Simulated Author's Rebuttal

2 responses · 0 unresolved

We thank the referee for the constructive and detailed feedback. We address each major comment below and describe the revisions we will incorporate.

read point-by-point responses

Referee: [Abstract] Abstract and evaluation section: The headline results (278/300 overall, 100% on Sets A and B) rest on the unstated assumption that every required operation in the 300 tasks is present in the fixed primitive registry and that tasks were not constructed by enumerating registry operations first; without a description of task generation process or registry completeness, the comparison to unconstrained baselines tests constraint adherence rather than the compilation architecture's robustness on arbitrary workflows.

Authors: We agree that the manuscript should have explicitly described the task construction process and registry scope. The 300 tasks were generated by enumerating combinations of the 25 primitives in the typed registry (covering data ingestion, transformation, aggregation, SQL persistence, and schema operations) while varying depth, statefulness, and stress conditions; no task requires an operation outside the registry. This design intentionally evaluates the compilation architecture within a registry-constrained setting, which we argue is the relevant regime for reliable structured LLM pipelines. In the revised manuscript we will add a new subsection in Evaluation detailing the registry contents, the task-generation procedure, and an explicit statement of scope. We will also revise the abstract and conclusion to frame the results as demonstrating gains for registry-constrained workflows rather than claiming generality to fully arbitrary code generation. revision: yes
Referee: [Evaluation] Evaluation: No ablation is reported that isolates the contribution of the static graph validator versus the typed registry alone, making it impossible to determine whether the performance gains are load-bearing on the validation step or simply on the constraint of using a small fixed set of primitives.

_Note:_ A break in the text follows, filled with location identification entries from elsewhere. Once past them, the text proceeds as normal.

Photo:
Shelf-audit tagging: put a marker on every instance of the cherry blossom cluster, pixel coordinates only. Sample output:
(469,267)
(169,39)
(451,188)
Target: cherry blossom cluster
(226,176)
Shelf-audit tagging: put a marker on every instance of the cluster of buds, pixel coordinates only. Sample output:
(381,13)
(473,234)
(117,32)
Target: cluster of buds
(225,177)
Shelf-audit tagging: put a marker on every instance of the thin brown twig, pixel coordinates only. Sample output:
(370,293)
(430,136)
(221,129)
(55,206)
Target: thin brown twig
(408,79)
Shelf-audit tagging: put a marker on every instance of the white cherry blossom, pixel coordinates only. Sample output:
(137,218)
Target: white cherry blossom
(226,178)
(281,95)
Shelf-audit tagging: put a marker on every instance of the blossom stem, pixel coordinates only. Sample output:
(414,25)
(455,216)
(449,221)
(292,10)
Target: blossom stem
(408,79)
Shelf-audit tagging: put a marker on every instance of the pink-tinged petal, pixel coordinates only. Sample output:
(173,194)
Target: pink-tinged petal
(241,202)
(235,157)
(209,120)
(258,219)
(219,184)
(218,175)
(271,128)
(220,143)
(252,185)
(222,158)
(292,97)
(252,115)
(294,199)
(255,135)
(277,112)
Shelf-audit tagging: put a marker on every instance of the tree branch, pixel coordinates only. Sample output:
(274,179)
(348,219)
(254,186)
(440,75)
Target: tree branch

Authors: This is a fair criticism; the current evaluation does not contain a quantitative ablation that runs the same tasks with the typed registry but without the static validator. The architecture integrates the two components, and we did not execute invalid plans. We can, however, report that 14 of the 22 failures were type or structural violations that the validator is designed to catch before compilation. In revision we will add a dedicated paragraph in the Evaluation section that (a) enumerates the failure modes with examples of validator-rejected plans, (b) provides a qualitative analysis of how validation prevents downstream execution errors, and (c) states the limitation that a controlled ablation was not performed. If space and time permit, we will also run a limited ablation on a 50-task subset to supply quantitative numbers; otherwise the discussion will clearly note the absence of such data. revision: partial

Circularity Check

0 steps flagged

No circularity: empirical results on benchmark with no self-referential derivations or fitted predictions

full rationale

The paper presents a systems architecture (typed node registry, static validation, deterministic compilation) and reports direct empirical success rates (278/300 overall, 100% on sets A/B, etc.) against external baselines (GPT-4.1, Claude). No equations, mathematical derivations, or 'predictions' appear in the provided text. No self-citations, ansatzes, or uniqueness theorems are invoked. The benchmark results are presented as measured outcomes rather than quantities forced by construction from fitted parameters or registry definitions. The central claims therefore rest on external comparison and do not reduce to the inputs by the enumerated circularity patterns.

Axiom & Free-Parameter Ledger

0 free parameters · 2 axioms · 1 invented entities

The performance claims rest primarily on domain assumptions about registry coverage and benchmark representativeness rather than fitted parameters or new postulated entities.

axioms (2)

domain assumption The typed node registry is sufficient to express the workflows in the benchmark and target applications.
The entire approach depends on this; tasks outside the registry cannot be planned or validated.
domain assumption The 300-task benchmark with its depth, SQL, and schema stress tests is representative of practical structured LLM pipelines.
Success rates are only meaningful if the test distribution matches real usage.

invented entities (1)

Typed node registry and static graph validator no independent evidence
purpose: To enable deterministic compilation and early error detection in LLM pipelines
Core of the proposed system; no independent evidence outside the paper's own benchmark is provided.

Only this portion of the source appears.